Los niños comenzaron a comportarse de manera grosera y a faltar al respeto a los mayores, incluso entre ellos mismos, sin que nadie les dijera nada. Los docentes, por su parte, se abstuvieron de corregir la indisciplina de los alumnos por miedo a ser enjuiciados por los padres.
Poco a poco, la idea de que podían atropellar los derechos de sus semejantes se fue incorporando en la mente de las personas, lo que generó una gran cantidad de conflictos en la comunidad.
Un día, un anciano del pueblo decidió hablar con los habitantes para hacerles entender que la tolerancia permisiva estaba generando graves problemas entre los pobladores y que era necesario tomar medidas para corregir estas actitudes.
Explicó que todo ser humano tiene derechos, pero que estos terminan donde empiezan los de los demás, por lo que era necesario enseñar a los niños a respetarse a sí mismos, a sus padres, a sus profesores y a todas las personas que los rodean.
El anciano propuso realizar una serie de actividades que permitieran diferenciar y segregar las conductas repudiables de las admirables, para que las personas pudieran aprender a desarrollar una consciencia crítica que les permitiera corregir sus actitudes antisociales hasta convertirse en seres sociables.

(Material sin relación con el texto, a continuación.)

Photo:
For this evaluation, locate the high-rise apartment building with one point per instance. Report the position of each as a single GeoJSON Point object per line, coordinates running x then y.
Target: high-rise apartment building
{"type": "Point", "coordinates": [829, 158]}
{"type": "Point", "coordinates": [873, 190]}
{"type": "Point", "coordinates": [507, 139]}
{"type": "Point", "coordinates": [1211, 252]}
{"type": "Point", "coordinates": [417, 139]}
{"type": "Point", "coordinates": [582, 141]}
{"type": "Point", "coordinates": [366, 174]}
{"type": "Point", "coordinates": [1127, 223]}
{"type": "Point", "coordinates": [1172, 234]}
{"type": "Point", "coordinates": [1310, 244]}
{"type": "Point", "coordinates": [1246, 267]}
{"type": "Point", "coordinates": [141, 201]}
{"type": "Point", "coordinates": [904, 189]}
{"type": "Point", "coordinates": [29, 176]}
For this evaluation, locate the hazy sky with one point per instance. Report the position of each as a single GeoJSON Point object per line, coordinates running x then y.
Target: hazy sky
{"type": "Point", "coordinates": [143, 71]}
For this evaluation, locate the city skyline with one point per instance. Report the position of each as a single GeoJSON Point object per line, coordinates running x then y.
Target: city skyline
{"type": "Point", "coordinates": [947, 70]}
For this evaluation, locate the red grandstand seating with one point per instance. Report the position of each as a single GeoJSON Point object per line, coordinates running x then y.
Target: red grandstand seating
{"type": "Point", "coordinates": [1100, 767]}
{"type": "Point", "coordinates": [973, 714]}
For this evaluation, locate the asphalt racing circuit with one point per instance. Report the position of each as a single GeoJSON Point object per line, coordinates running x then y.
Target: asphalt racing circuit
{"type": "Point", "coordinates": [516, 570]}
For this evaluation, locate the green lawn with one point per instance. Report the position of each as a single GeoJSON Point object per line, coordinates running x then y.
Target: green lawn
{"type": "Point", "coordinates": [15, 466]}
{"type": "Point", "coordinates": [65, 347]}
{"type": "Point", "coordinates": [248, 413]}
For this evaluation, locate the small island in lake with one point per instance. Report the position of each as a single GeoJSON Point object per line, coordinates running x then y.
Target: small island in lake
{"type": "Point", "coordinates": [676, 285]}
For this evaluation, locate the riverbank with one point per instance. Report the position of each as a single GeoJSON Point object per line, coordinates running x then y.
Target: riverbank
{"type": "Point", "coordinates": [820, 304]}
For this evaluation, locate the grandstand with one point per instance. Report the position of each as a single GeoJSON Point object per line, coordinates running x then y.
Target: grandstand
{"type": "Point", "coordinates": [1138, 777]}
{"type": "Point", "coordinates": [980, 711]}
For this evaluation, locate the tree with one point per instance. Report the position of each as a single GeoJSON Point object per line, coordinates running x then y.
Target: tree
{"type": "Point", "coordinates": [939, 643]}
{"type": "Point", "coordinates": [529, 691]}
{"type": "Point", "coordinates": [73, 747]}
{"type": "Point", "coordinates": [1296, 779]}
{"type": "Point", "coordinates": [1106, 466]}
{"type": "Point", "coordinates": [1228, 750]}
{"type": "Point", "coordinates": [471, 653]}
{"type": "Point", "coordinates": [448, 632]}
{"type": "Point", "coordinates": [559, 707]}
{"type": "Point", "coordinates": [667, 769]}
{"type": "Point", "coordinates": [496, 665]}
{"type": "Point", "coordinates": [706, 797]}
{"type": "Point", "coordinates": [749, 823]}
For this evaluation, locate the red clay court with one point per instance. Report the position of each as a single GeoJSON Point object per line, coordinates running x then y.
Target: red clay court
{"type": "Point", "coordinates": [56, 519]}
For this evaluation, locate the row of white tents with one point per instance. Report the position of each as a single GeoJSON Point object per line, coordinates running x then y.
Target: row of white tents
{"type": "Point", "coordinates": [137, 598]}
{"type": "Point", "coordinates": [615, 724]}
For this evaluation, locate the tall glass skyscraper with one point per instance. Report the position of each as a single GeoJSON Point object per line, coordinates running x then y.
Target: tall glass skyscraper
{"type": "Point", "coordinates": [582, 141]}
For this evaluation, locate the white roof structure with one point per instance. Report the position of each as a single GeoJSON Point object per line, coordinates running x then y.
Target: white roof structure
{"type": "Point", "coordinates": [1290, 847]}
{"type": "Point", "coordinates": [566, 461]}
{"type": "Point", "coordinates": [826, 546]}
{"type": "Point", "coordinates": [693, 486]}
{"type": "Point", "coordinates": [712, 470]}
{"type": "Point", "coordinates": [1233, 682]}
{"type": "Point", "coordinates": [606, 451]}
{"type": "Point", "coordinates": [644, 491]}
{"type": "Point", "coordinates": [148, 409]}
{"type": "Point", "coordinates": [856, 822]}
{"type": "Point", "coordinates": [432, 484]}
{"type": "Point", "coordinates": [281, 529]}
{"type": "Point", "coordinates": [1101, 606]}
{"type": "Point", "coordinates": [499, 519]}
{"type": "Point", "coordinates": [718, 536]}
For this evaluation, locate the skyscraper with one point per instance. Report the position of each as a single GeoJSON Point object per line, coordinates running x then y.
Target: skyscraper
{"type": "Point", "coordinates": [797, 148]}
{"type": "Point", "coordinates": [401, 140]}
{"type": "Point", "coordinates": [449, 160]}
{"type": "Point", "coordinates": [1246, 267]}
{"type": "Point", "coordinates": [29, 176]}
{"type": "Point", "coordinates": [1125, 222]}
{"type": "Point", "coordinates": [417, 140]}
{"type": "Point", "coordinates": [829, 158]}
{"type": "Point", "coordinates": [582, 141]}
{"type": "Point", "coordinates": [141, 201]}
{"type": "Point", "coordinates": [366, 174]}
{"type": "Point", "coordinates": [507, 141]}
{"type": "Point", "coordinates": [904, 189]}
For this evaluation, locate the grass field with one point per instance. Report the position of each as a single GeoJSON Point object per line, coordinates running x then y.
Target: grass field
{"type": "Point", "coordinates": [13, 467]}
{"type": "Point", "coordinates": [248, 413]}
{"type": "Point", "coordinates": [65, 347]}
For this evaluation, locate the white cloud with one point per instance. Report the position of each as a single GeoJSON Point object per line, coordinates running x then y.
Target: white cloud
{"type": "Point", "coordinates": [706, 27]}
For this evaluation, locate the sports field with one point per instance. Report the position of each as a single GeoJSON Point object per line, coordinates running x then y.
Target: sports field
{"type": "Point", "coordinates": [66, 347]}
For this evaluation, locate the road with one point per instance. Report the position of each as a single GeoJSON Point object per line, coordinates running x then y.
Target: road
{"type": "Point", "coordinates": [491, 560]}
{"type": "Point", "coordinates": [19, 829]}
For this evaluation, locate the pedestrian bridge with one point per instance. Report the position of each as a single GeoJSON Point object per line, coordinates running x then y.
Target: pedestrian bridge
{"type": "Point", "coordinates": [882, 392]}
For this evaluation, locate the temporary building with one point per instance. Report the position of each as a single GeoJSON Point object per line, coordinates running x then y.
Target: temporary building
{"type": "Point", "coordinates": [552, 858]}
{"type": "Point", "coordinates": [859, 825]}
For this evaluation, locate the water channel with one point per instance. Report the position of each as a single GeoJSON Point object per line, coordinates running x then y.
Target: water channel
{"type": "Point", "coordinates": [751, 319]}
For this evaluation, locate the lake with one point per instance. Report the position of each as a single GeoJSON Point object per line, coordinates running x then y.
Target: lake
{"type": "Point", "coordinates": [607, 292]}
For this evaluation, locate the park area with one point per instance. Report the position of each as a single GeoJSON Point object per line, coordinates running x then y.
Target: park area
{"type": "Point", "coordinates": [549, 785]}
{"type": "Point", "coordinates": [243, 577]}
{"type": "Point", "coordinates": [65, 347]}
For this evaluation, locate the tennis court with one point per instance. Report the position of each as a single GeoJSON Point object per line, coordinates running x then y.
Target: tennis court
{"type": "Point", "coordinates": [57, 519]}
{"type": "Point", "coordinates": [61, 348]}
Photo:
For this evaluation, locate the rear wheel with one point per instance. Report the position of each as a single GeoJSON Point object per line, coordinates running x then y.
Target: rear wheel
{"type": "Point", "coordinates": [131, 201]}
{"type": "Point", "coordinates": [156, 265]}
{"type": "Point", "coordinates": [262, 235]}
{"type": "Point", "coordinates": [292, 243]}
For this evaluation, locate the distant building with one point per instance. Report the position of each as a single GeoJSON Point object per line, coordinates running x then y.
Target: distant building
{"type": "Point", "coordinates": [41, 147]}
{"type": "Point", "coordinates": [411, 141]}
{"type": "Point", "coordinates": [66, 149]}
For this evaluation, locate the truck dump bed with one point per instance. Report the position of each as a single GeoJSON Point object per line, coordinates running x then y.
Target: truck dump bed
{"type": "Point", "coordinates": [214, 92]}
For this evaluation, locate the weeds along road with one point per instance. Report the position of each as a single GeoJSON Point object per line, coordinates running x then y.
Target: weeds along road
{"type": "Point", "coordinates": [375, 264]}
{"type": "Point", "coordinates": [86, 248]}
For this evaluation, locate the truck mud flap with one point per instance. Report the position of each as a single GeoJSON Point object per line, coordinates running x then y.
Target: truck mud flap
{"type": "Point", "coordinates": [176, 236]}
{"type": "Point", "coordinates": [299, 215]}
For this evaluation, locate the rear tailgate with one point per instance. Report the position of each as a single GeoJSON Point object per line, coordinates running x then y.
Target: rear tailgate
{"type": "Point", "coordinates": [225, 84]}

Los habitantes del pueblo decidieron seguir el consejo del anciano y comenzaron a trabajar juntos para erradicar las conductas groseras y de mal gusto. Los padres comenzaron a corregir a sus hijos cuando se portaban mal, los docentes a sancionar la indisciplina y todos comenzaron a respetar los derechos de los demás.
Poco a poco, la armonía volvió al pueblo y las personas volvieron a ser amables y solidarias entre sí. La tolerancia adecuada, aquella que se basa en el respeto mutuo y la convivencia pacífica, se convirtió en el valor fundamental de la sociedad y todos aprendieron a vivir en armonía y paz.